In verità, potendo mostrare a Benedetto XVI le foto dell’iter della ricostruzione della Cattedrale di Noto, in occasione della recente Visita ad limina, io stesso mi sono sentito di ricordargli queste stesse verità, quasi a rincuorarci scambievolmente che la Chiesa, a fronte dei recrudescenti e ripetuti attacchi contro di essa, si fonda invincibilmente su Gesù, pietra angolare scartata dai costruttori (cfr Sal. 118,22?23; Mt 21,42). Vorrei concludere con un fiducioso auspicio: abbiamo anche nel nostro caro meridione potenzialità tali, di uomini e cose, che non possono permetterci atteggiamenti gravemente rinunciatari suggeriti spesso da diffuso disfattismo. Senza alcuna presunzione, allora, vorremmo consegnare la ricostruzione della nostra bella Cattedrale alla storia, con una esortazione, ispirata all’icone evangelica del lievito: “parva favilla gran fiamma seconda”. Come avevo sollecitato in quell’Omelia d’inizio del mio ministero episcopale a Noto nel 1998, non abbiamo per nulla dimenticato, né frainteso, nella ricostruzione materiale della Cattedrale, il monito del Crocifisso a S. Francesco d’Assisi: «va’, edifica la mia Chiesa». Adesso, poi, diventa ancor più impellente.

 

Noto, 27 maggio 2007

Domenica di Pentecoste

+ Giuseppe Malandrino, Vescovo di Noto

 

La testimonianza dei progettisti

L’ingegnere Roberto De Benedictis e l’architetto Salvatore Tringali: “Crediamo che la Cattedrale ricostruita, ancor più bella, riassuma in se la storia della vecchia e la contemporaneità del nostro tempo”.

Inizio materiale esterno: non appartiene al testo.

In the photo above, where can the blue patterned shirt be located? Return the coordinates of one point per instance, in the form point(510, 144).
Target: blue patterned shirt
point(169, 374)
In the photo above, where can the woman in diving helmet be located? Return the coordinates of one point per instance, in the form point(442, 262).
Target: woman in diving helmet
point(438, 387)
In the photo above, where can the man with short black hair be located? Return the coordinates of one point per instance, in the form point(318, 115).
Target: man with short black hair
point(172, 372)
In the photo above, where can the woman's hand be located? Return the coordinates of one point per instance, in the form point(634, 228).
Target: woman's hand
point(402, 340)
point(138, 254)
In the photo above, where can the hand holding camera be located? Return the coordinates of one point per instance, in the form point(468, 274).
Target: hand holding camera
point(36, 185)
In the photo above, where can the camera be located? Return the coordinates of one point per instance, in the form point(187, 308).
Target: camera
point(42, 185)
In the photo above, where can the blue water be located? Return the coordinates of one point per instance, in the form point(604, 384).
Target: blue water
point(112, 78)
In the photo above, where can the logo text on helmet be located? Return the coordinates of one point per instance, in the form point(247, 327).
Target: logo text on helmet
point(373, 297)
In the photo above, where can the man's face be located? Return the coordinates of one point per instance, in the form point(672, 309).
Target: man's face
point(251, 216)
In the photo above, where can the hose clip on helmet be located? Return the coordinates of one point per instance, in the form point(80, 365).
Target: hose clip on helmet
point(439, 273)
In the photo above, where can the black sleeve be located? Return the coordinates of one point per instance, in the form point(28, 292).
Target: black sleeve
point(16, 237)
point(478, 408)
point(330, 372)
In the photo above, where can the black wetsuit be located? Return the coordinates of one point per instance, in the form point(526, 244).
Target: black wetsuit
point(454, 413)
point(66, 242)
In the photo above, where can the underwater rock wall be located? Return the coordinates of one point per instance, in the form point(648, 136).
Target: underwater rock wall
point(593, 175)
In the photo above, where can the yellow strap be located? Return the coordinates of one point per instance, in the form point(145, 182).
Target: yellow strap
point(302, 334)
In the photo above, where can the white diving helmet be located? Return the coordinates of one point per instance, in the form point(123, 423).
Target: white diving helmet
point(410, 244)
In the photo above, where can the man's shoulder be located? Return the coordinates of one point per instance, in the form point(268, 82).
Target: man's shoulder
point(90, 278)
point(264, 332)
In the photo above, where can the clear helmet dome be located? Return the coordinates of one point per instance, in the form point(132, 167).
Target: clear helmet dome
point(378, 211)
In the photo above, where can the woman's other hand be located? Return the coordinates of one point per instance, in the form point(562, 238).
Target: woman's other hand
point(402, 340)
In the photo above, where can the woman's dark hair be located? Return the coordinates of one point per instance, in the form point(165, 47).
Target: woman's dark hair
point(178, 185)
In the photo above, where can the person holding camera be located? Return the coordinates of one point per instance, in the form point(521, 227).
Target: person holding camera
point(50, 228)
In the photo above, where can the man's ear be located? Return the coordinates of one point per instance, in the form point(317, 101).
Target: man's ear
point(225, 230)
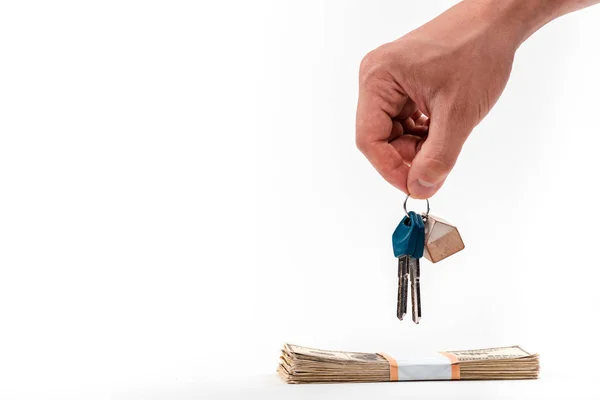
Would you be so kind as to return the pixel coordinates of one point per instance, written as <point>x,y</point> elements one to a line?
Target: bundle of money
<point>306,365</point>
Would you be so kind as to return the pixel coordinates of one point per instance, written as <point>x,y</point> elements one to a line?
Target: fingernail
<point>421,189</point>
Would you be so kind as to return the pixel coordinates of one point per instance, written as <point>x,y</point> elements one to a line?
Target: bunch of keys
<point>416,236</point>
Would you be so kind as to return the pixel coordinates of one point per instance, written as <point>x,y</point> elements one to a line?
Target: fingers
<point>407,146</point>
<point>379,103</point>
<point>437,156</point>
<point>373,130</point>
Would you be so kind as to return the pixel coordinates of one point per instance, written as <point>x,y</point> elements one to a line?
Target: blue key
<point>408,241</point>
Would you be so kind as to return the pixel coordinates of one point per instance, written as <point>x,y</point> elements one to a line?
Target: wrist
<point>516,20</point>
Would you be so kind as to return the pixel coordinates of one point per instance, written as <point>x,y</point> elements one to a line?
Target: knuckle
<point>439,163</point>
<point>375,64</point>
<point>361,143</point>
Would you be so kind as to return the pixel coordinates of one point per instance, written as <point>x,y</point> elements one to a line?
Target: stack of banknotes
<point>306,365</point>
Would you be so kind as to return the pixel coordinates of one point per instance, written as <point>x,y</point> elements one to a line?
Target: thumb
<point>437,156</point>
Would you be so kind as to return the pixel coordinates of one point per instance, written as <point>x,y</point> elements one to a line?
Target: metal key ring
<point>424,215</point>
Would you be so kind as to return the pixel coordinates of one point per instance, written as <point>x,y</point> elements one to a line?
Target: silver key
<point>415,287</point>
<point>403,274</point>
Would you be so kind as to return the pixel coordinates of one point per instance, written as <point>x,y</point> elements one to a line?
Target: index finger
<point>373,128</point>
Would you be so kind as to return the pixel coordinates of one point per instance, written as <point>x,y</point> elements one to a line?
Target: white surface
<point>433,367</point>
<point>269,387</point>
<point>180,194</point>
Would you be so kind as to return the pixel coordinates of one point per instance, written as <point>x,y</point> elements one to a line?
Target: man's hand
<point>421,96</point>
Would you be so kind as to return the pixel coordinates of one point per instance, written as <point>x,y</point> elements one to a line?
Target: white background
<point>180,194</point>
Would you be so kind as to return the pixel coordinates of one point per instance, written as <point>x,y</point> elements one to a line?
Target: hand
<point>421,95</point>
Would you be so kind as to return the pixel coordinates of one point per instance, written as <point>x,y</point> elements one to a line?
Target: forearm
<point>516,20</point>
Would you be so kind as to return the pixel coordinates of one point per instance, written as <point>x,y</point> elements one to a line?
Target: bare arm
<point>421,95</point>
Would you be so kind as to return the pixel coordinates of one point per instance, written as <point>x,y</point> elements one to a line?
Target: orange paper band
<point>455,364</point>
<point>393,366</point>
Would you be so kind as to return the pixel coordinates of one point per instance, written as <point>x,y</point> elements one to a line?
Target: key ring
<point>423,215</point>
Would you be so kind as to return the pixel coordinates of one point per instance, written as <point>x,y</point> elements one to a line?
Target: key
<point>408,242</point>
<point>403,276</point>
<point>415,288</point>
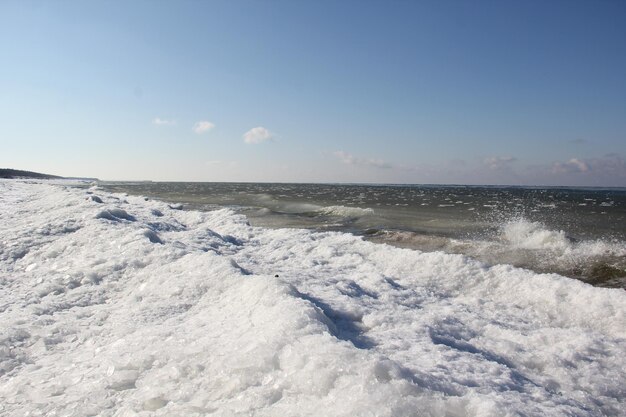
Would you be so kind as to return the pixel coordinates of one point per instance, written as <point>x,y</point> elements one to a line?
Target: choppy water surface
<point>577,232</point>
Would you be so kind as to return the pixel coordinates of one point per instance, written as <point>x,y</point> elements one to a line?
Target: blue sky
<point>477,92</point>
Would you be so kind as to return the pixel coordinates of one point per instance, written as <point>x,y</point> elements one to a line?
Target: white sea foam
<point>345,211</point>
<point>524,234</point>
<point>167,312</point>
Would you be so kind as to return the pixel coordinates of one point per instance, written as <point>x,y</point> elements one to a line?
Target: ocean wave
<point>344,211</point>
<point>206,315</point>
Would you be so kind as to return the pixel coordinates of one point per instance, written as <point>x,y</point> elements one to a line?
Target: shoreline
<point>122,305</point>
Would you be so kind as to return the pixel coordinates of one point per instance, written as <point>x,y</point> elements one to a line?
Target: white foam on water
<point>149,311</point>
<point>345,211</point>
<point>524,234</point>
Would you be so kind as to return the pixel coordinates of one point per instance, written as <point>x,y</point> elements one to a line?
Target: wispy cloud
<point>163,122</point>
<point>578,141</point>
<point>257,135</point>
<point>572,166</point>
<point>350,159</point>
<point>202,126</point>
<point>499,162</point>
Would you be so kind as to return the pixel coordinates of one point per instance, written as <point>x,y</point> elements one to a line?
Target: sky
<point>422,92</point>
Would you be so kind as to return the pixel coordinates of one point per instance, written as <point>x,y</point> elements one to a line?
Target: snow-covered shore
<point>113,305</point>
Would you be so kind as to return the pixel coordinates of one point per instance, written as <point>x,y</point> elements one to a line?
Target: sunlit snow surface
<point>112,305</point>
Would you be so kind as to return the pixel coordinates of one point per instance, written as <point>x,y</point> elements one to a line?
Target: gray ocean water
<point>576,232</point>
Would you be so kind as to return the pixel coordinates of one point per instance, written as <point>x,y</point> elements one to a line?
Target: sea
<point>575,232</point>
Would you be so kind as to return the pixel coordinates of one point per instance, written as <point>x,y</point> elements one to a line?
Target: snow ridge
<point>114,305</point>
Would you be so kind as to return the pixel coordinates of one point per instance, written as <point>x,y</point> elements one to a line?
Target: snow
<point>112,305</point>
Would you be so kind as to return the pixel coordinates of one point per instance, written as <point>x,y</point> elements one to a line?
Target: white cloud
<point>257,135</point>
<point>350,159</point>
<point>571,166</point>
<point>499,162</point>
<point>203,126</point>
<point>163,122</point>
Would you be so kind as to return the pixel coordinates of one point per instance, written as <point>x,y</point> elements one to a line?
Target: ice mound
<point>97,319</point>
<point>115,214</point>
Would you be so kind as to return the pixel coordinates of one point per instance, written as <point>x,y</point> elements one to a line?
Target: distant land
<point>16,173</point>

Dopo il crollo del 13 marzo 1996, l’intera comunità civile e religiosa si diede subito da fare per avviare la ricostruzione dell’edificio Sacro, secondo il principio del dove era e come era. L’incarico progettuale fu affidato, su indicazione del Vescovo Mons. Salvatore Nicolosi, all’arch. Salvatore Tringali, al prof. Antonino Giuffrè ed all’ing. Roberto De Benedictis. Il prof. Giuffrè, sotto i cui insegnamenti è nato il progetto, non potè però parteciparvi per la sua prematura scomparsa. Nel progetto furono coinvolte diverse università, sia italiane che straniere e numerosi tecnici locali, il cui contributo è risultato essere determinante nell’attività di progettazione prima e di esecuzione dopo.

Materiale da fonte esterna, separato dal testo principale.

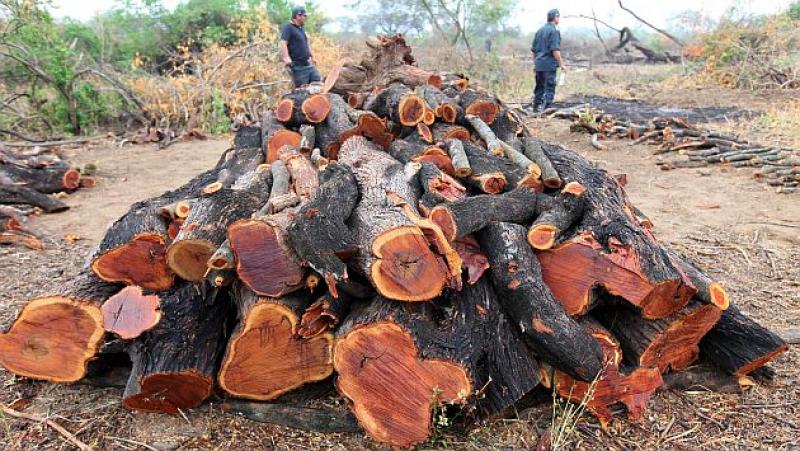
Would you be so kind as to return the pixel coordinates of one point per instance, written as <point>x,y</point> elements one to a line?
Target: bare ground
<point>723,219</point>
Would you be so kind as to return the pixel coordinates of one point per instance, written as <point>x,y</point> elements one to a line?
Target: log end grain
<point>189,258</point>
<point>257,245</point>
<point>316,108</point>
<point>142,261</point>
<point>405,268</point>
<point>392,389</point>
<point>170,392</point>
<point>263,366</point>
<point>53,339</point>
<point>279,139</point>
<point>130,313</point>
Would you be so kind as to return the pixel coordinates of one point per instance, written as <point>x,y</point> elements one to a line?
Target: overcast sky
<point>529,15</point>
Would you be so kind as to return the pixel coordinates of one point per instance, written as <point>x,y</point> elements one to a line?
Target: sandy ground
<point>723,220</point>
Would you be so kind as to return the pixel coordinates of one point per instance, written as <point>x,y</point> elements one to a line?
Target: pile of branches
<point>779,166</point>
<point>28,180</point>
<point>425,255</point>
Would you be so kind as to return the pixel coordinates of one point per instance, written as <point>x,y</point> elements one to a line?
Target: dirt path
<point>717,219</point>
<point>125,176</point>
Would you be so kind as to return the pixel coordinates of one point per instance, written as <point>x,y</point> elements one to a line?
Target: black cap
<point>298,11</point>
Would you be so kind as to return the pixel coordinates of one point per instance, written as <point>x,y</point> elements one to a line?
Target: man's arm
<point>284,49</point>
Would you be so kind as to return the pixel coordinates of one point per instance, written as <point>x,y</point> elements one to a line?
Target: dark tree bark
<point>174,364</point>
<point>517,279</point>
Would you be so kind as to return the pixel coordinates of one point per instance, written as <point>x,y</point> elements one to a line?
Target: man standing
<point>295,50</point>
<point>546,50</point>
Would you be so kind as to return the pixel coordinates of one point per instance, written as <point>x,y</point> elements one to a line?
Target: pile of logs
<point>28,178</point>
<point>418,246</point>
<point>779,167</point>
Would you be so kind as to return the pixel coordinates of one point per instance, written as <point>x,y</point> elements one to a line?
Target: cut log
<point>331,132</point>
<point>517,279</point>
<point>738,345</point>
<point>130,313</point>
<point>708,291</point>
<point>319,234</point>
<point>206,226</point>
<point>175,362</point>
<point>316,108</point>
<point>533,150</point>
<point>46,180</point>
<point>393,252</point>
<point>633,390</point>
<point>15,195</point>
<point>607,247</point>
<point>55,336</point>
<point>557,216</point>
<point>265,357</point>
<point>324,314</point>
<point>465,216</point>
<point>496,174</point>
<point>443,132</point>
<point>399,104</point>
<point>669,343</point>
<point>397,362</point>
<point>455,148</point>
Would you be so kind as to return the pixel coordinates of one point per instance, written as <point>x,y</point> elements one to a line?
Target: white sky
<point>529,15</point>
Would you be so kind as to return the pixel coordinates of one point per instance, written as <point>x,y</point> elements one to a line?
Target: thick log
<point>612,386</point>
<point>708,291</point>
<point>133,250</point>
<point>130,313</point>
<point>517,279</point>
<point>260,243</point>
<point>557,216</point>
<point>55,336</point>
<point>206,226</point>
<point>393,253</point>
<point>396,362</point>
<point>465,216</point>
<point>669,343</point>
<point>493,175</point>
<point>319,234</point>
<point>399,104</point>
<point>607,247</point>
<point>324,314</point>
<point>534,151</point>
<point>332,132</point>
<point>14,194</point>
<point>265,357</point>
<point>175,362</point>
<point>46,180</point>
<point>738,345</point>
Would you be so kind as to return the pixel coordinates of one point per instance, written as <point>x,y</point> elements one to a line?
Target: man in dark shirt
<point>546,50</point>
<point>295,50</point>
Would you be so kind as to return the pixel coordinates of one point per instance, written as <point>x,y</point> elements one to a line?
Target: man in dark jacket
<point>295,50</point>
<point>546,50</point>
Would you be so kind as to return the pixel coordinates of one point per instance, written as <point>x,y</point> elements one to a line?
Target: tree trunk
<point>410,358</point>
<point>393,253</point>
<point>548,330</point>
<point>667,343</point>
<point>174,364</point>
<point>265,357</point>
<point>609,248</point>
<point>738,345</point>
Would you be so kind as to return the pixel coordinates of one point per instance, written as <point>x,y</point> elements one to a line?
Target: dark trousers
<point>303,75</point>
<point>545,90</point>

Quando il cantiere fu avviato, nell’ottobre del ’99, sentimmo di avere davanti a noi una montagna da scalare. Con molte incognite, legate ad un lavoro senza precedenti, e poche certezze. Fra queste, i disegni del nostro progetto. Giorno dopo giorno, sono stati quei disegni a rappresentare la bussola di un cammino durato oltre sette anni: i disegni di com’era e di come la Cattedrale avrebbe dovuto essere ricostruita, grazie anche a quella irripetibile campagna di conoscenza che fu lo studio delle macerie crollate e delle parti rimaste in piedi. Fu quello il primo importante contatto con la chiesa, dopo il tragico 13 marzo 1996. Per mesi, infatti, durante le complesse operazioni di sgombero da quelle macerie, potemmo osservare, catalogare, fotografare e disegnare ogni concio e gli elementi rilevanti di quelle strutture, fino a capirne il modo in cui erano state realizzate, pregi e difetti compresi. Ben 5656 elementi furono numerati ed archiviati di quell’ammasso di oltre 3600 metri cubi di macerie che coprivano ogni angolo della chiesa e che formavano un cumulo alto fino a sette metri.

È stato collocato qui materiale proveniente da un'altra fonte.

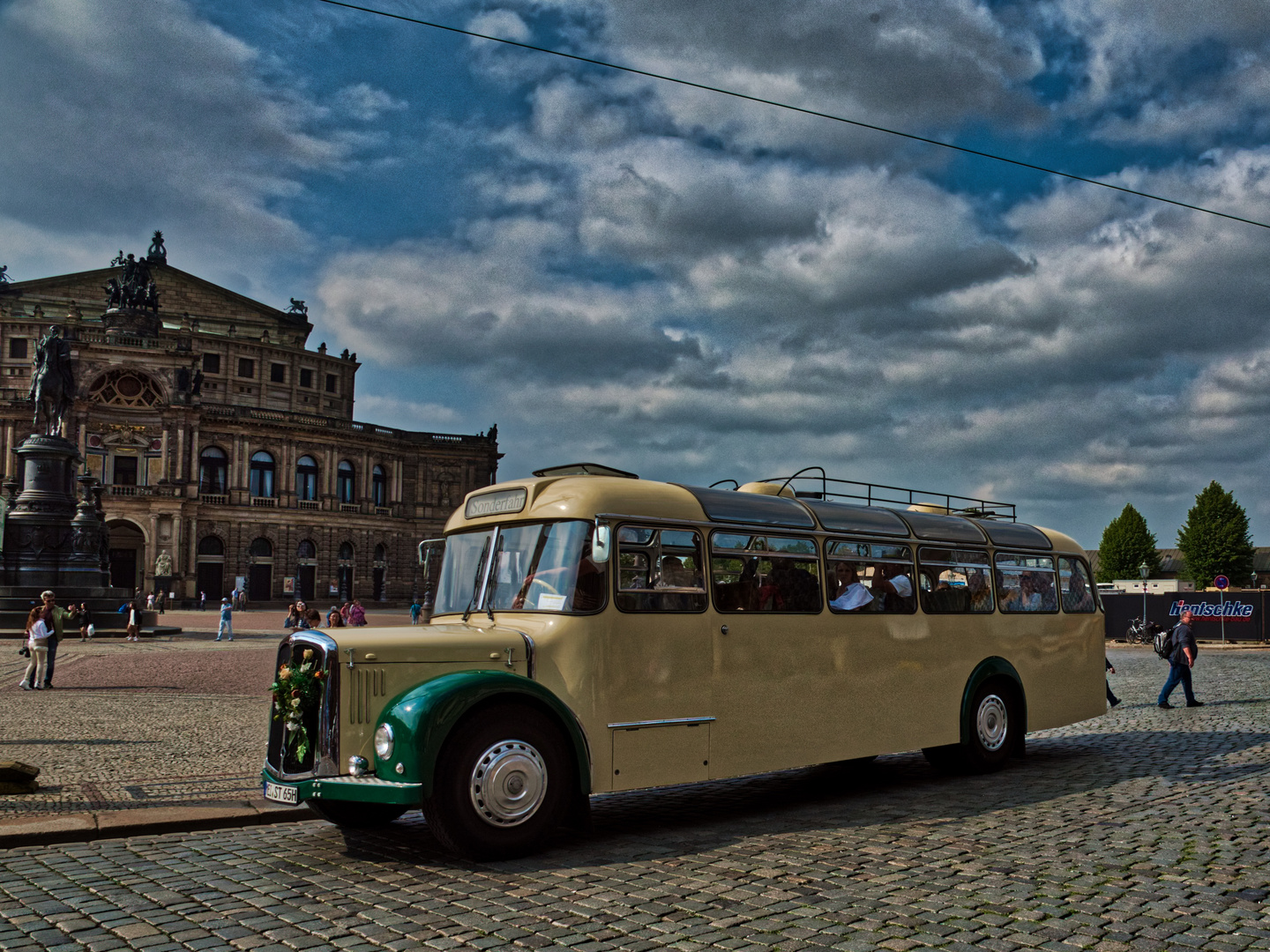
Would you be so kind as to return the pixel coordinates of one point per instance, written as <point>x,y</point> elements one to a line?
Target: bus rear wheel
<point>355,816</point>
<point>502,784</point>
<point>995,733</point>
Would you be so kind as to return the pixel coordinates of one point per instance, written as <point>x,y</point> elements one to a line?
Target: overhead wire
<point>793,108</point>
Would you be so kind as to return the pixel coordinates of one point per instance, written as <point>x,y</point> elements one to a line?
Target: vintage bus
<point>594,632</point>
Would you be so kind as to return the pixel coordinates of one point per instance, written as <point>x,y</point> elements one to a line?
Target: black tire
<point>503,784</point>
<point>354,815</point>
<point>996,732</point>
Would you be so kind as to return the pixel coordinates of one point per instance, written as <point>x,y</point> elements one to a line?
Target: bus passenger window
<point>660,570</point>
<point>1074,580</point>
<point>955,580</point>
<point>765,574</point>
<point>870,576</point>
<point>1027,583</point>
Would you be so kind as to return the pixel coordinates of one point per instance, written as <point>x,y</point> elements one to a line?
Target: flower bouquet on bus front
<point>296,691</point>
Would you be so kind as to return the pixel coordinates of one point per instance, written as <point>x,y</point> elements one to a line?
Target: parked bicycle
<point>1142,632</point>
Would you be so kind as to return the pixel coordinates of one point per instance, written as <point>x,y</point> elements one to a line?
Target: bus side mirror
<point>601,542</point>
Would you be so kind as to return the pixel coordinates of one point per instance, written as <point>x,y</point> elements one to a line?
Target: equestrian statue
<point>52,385</point>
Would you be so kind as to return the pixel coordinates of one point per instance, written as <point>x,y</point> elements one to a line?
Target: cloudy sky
<point>693,287</point>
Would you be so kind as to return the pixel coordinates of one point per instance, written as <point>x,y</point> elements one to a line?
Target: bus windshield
<point>542,566</point>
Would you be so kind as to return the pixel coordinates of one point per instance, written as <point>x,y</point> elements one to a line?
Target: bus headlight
<point>384,741</point>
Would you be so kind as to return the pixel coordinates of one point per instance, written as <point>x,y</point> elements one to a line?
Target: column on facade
<point>152,550</point>
<point>192,550</point>
<point>190,460</point>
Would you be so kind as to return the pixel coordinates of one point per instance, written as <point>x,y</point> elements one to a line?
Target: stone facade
<point>228,449</point>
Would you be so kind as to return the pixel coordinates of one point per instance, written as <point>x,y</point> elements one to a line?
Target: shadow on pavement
<point>1125,768</point>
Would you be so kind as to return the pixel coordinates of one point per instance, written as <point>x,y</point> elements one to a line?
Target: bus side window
<point>955,580</point>
<point>1074,580</point>
<point>870,576</point>
<point>660,570</point>
<point>765,573</point>
<point>1027,583</point>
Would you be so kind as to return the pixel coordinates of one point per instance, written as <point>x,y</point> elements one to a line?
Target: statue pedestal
<point>52,539</point>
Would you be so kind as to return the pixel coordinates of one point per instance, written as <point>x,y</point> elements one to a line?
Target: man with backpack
<point>1181,659</point>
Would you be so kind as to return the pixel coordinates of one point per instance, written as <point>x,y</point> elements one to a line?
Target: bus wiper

La ricostruzione dei pilastri sul lato destro è stata un’altra fase cruciale ed emozionante di tutto il lavoro. La Cattedrale era crollata a causa della cattiva costruzione dei suoi pilastri originari e ricostruirli voleva dire mettere le mani al cuore del problema, accettando la sfida che mai più una cosa del genere avrebbe potuto ripetersi. Per quanto ci è stato possibile, grazie anche al contributo di numerosi consulenti e specialisti, nessuna attenzione è stata risparmiata. Dalla scelta delle cave più idonee, alle prove di laboratorio sulle pietre e sulle malte, fino alla definizione di ogni dettaglio costruttivo, seguendo i disegni del progetto, la costruzione dei nuovi pilastri, a partire dalle loro fondamenta, è stata per tutti, in cantiere, un’operazione di grande importanza sia tecnica che simbolica. Rinasceva la Cattedrale, rinascevano i suoi pilastri.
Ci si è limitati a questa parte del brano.